3. Understanding some of the underlying concepts that power AI and the Internet
Students will gain a high-level understanding of how a subset of computing technologies function (e.g. page rank, third party data APIs, supervised and unsupervised learning techniques, and others); and how each of these technologies can be both beneficial and harmful. Moreover, students will be able to explain these ideas to their friends and family.
4. Developing a framework for thinking about the relationship between technology and society
Students will develop a framework for considering when, how, or even if technological solutions are appropriate in a given situation. There are many ways to solve problems and shape social outcomes (e.g. law, policy, institutional supports, technologies, educational initiatives, and so forth). As such, we hope that students will recognize and value many different forms of participation and action within sociotechnical systems, and think broadly and holistically about innovation and creative problem-solving.
5. Considering how to participate in a world that is heavily mediated by computing
Lastly, students will formulate ideas (or strengthen existing ones) around how they might use their own knowledge, skills, dispositions, and creativity to participate in the world going forward; and to foster a more ethical and just society.
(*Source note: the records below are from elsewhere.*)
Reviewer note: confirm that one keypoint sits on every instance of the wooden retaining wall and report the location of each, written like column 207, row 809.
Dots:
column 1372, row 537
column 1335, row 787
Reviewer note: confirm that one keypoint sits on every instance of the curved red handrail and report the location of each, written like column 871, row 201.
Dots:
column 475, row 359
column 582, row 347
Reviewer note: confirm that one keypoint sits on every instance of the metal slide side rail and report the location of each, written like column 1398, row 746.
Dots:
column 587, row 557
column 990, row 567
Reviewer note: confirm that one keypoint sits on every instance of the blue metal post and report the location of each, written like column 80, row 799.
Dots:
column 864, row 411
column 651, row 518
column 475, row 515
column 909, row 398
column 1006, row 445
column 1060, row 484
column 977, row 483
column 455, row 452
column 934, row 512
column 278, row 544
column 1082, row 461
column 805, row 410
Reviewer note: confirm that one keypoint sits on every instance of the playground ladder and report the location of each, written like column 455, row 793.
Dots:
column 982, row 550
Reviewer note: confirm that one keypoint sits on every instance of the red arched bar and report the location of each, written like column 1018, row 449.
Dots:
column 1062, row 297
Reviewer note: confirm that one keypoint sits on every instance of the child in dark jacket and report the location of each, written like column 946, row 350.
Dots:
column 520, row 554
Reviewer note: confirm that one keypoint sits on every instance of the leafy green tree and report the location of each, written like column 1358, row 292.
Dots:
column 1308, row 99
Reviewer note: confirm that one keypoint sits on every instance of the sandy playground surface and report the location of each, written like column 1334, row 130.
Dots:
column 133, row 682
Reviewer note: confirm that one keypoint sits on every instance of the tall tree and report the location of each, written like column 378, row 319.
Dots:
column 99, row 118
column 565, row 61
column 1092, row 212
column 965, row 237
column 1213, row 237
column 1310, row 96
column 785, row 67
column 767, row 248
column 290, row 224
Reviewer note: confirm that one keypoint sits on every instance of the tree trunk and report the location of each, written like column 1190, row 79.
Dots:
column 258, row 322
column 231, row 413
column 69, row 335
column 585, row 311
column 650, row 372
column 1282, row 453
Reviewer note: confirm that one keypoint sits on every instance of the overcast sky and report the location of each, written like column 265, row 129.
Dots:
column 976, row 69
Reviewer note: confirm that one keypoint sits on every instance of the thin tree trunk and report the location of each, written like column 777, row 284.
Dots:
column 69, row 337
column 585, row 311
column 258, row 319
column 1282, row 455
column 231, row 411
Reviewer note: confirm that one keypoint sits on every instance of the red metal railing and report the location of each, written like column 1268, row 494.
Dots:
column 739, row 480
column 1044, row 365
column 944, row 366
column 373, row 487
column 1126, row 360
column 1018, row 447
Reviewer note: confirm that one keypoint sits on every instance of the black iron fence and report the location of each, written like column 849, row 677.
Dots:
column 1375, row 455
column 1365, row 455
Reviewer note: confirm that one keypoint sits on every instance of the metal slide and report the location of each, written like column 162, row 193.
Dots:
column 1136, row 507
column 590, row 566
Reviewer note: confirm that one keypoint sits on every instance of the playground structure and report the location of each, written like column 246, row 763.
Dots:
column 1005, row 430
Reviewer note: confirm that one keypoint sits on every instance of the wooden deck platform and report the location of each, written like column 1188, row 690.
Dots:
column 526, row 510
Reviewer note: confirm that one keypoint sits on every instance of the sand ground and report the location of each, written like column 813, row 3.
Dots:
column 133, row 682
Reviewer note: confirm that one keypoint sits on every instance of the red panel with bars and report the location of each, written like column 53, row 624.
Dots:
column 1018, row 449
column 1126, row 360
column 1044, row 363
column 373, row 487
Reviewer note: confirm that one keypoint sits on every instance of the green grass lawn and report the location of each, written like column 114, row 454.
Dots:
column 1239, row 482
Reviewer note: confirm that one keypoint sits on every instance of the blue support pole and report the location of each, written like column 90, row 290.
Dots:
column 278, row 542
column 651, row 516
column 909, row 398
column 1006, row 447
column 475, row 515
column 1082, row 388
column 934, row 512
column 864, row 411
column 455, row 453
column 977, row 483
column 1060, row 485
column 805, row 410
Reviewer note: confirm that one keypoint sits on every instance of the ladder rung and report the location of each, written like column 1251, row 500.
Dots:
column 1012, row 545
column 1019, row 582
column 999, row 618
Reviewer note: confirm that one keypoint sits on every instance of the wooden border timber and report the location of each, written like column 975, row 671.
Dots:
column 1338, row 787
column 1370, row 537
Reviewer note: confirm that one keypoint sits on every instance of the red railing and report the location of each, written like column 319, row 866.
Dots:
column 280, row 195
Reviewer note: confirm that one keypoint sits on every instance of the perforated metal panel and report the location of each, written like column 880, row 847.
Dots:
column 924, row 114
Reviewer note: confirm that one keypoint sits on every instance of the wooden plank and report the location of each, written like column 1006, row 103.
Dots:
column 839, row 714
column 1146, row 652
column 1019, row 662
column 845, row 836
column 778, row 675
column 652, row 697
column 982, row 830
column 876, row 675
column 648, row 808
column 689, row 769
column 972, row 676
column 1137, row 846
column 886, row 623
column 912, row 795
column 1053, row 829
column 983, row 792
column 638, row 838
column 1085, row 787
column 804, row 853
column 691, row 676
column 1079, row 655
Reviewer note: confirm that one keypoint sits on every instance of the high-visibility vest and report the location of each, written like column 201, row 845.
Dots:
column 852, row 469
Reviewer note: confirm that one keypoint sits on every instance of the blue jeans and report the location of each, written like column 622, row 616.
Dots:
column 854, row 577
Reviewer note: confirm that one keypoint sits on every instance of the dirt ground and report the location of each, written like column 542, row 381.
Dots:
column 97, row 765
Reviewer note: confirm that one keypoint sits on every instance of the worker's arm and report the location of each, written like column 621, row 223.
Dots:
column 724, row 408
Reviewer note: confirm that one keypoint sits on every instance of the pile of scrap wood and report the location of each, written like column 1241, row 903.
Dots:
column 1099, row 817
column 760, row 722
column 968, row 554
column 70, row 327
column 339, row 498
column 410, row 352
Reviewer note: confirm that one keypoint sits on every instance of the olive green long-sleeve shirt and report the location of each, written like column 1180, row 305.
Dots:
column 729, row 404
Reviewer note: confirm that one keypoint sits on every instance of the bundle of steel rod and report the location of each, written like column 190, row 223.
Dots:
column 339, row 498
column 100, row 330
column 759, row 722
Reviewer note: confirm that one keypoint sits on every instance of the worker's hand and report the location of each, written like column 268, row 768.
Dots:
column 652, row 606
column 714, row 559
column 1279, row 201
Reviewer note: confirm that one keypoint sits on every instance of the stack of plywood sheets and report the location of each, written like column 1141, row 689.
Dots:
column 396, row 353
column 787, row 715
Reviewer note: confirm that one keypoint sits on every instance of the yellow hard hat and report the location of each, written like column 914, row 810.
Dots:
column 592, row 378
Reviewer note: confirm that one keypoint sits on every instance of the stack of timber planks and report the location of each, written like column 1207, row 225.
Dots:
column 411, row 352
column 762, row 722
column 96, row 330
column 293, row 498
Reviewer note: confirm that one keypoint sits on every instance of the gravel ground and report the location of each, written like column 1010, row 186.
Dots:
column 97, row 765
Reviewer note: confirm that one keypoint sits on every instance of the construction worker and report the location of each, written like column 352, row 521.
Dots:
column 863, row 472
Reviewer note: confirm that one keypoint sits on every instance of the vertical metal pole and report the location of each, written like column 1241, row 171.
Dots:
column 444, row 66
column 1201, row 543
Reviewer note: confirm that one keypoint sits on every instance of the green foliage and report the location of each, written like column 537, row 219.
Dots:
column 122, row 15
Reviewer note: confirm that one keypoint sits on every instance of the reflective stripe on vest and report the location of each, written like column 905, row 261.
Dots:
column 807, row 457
This may involve taking some future action (big or small), exploring a new idea, reading more about a topic, or something else.
A Note on Class Recordings
We will NOT be recording classes. The Provost’s office has asked instructors to publish the following language in the syllabus:
Policy On Unauthorized Student Recording of Classroom or other Academic Activities
Unauthorized student recording of classroom or other academic activities (including advising sessions or office hours) is prohibited. Unauthorized recording is unethical and may also be a violation of University policy and state law. Students requesting the use of assistive technology as an accommodation should contact AccessibleNU. Unauthorized use of classroom recordings — including distributing or posting them — is also prohibited.
Under the University’s Copyright Policy, faculty own the copyright to instructional materials — including those resources created specifically for the purposes of instruction, such as syllabi, lectures and lecture notes, and presentations. Students cannot copy, reproduce, display or distribute these materials. Students who engage in unauthorized recording, unauthorized use of a recording or unauthorized distribution of instructional materials will be referred to the appropriate University office for follow-up.
Accommodations for Students with Disabilities
Any student requesting accommodations related to a disability or other condition is required to register with AccessibleNU (847-467-5530) and provide professors with an accommodation notification from AccessibleNU, preferably within the first two weeks of class. All information will remain confidential.